Всегда и всюду

Глеб Светланов
               

             Было уже очень поздно, и Егор Кораблёв, как обычно, читал, верней, заставлял себя читать, погрузиться в чужую, вымышленную жизнь. Он старался отвлечься от неутешительных поисков выхода из безвыходного положения, от тщетных попыток отыскать решение, там, где его нет, найти ответ на всё то – неразрешимое, неопределенное, нет, скорее, определенное, но безнадежное – в его отношениях с Вандой.
             Кораблёв совсем запутался и пребывал в таком черном отчаянии, что только книги и транквилизаторы ещё как-то сглаживали ощущение потери и надвигающейся катастрофы, которое давило на него, словно он застрял где-то в мрачном и сыром подземелье, и вся толща земли стиснула его, и не было возможности ни кричать, ни дышать. Вся жизнь Кораблёва последние два года сфокусировалась на Ванде, он жил только ею одной, и каждый жест его, каждое слово, поступок были окрашены ею. Воспаленный мозг его неустанно анализировал любую фразу, сказанную ею, её взгляд, пытаясь найти что-либо обнадёживающее, он всё время взвешивал свои шансы и метался, как загнанный зверь. Егор терзал себя за якобы неверно сказанные слова, совершенные ошибки, рвал себя сомнениями. То вдруг ему четко казалось, что Ванда так же мучается им, и он мгновенно радовался, а то проклинал и себя, и её, и неуклюже молился неизвестно кому.
            Что будет дальше, Егор не знал. Он уже почти не мог читать, таблетки действовали всё меньше, а когда напивался – со ним происходили унизительные истерики.
            А всё было предельно просто. Егор Кораблёв до сумасшествия любил её, обожал, а она его не любила. И не верила ему, несмотря на все его безумства. Но без неё он не мог. Он не мог ни сбежать куда-то, ни уехать, он не мог без неё жить. И не жить без неё не мог тоже. Выхода не было. Воля его была подавлена, и хватался он за всё, как утопающий. И, видимо, сегодня инстинкт самосохранения заставлял его читать.
            Ближе к полуночи в дверь к Кораблёву кто-то резко и требовательно позвонил.
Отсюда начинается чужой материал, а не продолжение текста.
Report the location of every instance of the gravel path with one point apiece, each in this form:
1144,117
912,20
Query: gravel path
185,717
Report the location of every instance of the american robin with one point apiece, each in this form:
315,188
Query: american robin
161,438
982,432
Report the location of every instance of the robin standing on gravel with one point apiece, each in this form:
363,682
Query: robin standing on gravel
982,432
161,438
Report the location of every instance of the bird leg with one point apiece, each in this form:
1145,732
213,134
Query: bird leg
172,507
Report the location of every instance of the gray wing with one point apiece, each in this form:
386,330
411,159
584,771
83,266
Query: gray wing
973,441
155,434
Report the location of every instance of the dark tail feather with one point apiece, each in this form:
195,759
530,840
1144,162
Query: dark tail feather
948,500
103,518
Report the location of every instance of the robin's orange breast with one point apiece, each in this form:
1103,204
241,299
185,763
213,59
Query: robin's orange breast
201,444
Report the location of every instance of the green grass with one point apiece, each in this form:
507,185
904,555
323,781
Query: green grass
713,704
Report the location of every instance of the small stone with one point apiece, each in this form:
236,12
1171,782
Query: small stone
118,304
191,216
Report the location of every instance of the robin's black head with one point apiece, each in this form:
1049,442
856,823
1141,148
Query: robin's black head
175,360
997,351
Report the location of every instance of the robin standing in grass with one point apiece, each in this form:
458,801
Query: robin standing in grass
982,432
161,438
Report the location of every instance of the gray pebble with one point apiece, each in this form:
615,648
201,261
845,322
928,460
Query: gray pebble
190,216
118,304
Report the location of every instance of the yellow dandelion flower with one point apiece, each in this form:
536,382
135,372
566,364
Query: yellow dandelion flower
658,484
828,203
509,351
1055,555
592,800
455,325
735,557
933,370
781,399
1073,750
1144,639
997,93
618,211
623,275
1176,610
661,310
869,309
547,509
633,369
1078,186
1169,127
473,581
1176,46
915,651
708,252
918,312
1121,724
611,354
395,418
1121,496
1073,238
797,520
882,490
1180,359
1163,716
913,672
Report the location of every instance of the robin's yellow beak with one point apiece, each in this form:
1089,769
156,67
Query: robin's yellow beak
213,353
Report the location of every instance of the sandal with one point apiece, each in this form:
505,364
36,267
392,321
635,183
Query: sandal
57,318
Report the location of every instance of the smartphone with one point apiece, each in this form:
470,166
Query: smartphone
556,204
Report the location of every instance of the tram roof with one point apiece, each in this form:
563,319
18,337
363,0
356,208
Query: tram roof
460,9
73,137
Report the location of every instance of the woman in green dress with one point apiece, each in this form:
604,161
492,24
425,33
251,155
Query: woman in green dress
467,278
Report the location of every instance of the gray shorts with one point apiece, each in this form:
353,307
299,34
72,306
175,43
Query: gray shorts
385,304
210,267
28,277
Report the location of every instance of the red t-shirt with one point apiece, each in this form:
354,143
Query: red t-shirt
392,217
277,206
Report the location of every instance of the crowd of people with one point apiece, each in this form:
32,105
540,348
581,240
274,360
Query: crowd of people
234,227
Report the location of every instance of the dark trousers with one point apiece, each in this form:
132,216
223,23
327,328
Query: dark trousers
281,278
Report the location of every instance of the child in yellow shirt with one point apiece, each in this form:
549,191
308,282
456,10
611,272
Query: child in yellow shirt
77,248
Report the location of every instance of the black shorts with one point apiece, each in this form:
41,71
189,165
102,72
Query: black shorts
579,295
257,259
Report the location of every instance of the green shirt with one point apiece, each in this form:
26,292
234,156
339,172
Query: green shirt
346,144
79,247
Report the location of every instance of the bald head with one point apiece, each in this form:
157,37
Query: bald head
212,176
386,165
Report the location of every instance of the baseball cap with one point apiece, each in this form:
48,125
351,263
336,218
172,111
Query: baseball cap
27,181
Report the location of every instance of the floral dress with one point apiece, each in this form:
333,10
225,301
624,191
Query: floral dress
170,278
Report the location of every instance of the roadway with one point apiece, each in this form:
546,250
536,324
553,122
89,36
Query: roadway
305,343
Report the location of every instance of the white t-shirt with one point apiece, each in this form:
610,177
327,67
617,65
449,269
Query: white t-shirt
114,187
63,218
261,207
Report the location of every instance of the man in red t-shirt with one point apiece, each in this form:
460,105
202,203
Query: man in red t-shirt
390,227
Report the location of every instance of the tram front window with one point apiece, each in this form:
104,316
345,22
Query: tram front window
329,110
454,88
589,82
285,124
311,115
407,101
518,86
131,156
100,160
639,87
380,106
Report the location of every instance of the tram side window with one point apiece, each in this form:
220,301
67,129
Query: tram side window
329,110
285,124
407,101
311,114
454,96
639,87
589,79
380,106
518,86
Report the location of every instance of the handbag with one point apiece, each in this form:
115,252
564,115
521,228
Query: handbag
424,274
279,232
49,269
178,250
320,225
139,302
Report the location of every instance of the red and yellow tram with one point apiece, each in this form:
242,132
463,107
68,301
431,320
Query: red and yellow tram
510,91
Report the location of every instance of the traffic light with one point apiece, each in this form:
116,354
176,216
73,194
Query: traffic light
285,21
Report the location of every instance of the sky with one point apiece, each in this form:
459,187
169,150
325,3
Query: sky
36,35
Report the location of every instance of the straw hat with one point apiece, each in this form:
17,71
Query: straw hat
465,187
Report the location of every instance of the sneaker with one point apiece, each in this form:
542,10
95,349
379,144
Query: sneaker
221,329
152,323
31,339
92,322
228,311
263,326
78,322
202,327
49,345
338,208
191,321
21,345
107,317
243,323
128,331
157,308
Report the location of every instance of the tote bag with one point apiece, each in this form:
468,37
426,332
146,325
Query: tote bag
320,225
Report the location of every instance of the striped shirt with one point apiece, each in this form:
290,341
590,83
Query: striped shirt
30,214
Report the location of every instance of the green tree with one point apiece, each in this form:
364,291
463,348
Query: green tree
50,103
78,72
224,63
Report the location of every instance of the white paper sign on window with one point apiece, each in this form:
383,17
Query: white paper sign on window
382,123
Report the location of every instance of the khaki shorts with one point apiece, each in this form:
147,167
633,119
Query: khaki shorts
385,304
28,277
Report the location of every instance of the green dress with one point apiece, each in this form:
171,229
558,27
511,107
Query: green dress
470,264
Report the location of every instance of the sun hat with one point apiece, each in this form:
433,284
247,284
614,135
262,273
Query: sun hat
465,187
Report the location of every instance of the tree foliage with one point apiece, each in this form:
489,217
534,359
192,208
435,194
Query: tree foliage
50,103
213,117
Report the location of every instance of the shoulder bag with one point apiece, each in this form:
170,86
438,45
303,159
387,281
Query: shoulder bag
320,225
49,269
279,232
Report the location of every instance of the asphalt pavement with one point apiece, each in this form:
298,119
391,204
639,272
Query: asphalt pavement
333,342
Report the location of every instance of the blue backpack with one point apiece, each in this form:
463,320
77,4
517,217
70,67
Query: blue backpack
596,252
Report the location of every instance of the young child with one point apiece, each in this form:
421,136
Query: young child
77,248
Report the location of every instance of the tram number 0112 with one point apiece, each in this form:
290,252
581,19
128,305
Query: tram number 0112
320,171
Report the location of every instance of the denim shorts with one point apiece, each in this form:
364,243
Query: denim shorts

            И Егор открыл.
            Гость был высок и худ, огромные темные очки, тёмный шарф закрывали большую часть лица, и во всем облике его было что-то очень странное и знакомое.
            – Клянешь себя, упрекаешь? – сказал он вместо приветствия. – Не знаешь, что делать?
            Или Кораблёв был подавлен всем, что со ним происходило за последнее время, или оглушающее действовало лекарство, но он совершенно не удивился необычайному посетителю и бестактному вопросу. И у Егора, похоже, где-то в глубине воспалённого сознания шевельнулось чувство, отдаленно напоминающее радость, что вот хоть отвлекусь немного. И тайная маленькая надежда – а может...?
            – Да, – ответил Кораблёв.
            – Идём, – сказал гость и сделал движение, пропуская Егора вперед, и тот пошел за ним, пошёл безропотно, как бы зная, что это даст ему, наконец, какое-то решение. Егор пошел, как был – в домашних брюках, в тапках, небритый и растерзанный.
            Они вышли во двор, а затем на улицу и двинулись на юго-запад по Комсомольской. Очень скоро они оказались за городом. Шаги их были быстры и бесшумны, словно ступни их не касались асфальта. Было очень тихо и звездно, ни машины, ни прохожие, ни ветер не нарушали удивительную и непонятную тишину.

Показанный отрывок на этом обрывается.